Outside my door, the shadow shapes disappeared into the night. Three men whose names remain unbeknownst to me had come only to deliver a terrible truth. I collapsed into an armchair. To this day, nearly a decade after June 25, 2012, I still feel the piercing of my heart.
Losing my son shattered all that I was, all that I knew, all that I would (or could) be ever again. The outside-my-door world had taken my son. From the inside-my-home world, the one I had made with Dylan for 19 years, I felt the cold delivery of my only child’s death draining the lifeblood from me.

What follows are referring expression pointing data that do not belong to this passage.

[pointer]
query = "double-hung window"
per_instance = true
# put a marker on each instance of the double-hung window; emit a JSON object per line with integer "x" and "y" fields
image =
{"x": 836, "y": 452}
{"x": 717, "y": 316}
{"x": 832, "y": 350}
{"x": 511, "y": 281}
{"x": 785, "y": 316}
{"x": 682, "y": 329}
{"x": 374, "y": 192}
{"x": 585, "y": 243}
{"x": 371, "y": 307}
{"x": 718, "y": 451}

A Trail of Tears Where Life Used to Be
I couldn’t breathe. I collapsed into an armchair, the one with the beautiful gold and burgundy brocade, the one where I sit to grade papers and read books, the one where Dylan tosses his books and backpack from school.
This was the end of my world as I knew it. In complete shock, I started calling those closest to Dylan, his many friends and my family.
“Mom, Dylan’s dead.” She shrieked as she dropped her phone. “We’re coming over.”
That’s the last thing I remember. All of me went numb. Suspended animation. Disbelief rallying against and yet fully aware of a hellish reality. A thick fog encased me. I could see but I could not be. I was with Dylan, because how could I not be? I was still alive, but I went away. It would be a long time before I would (and could) live again.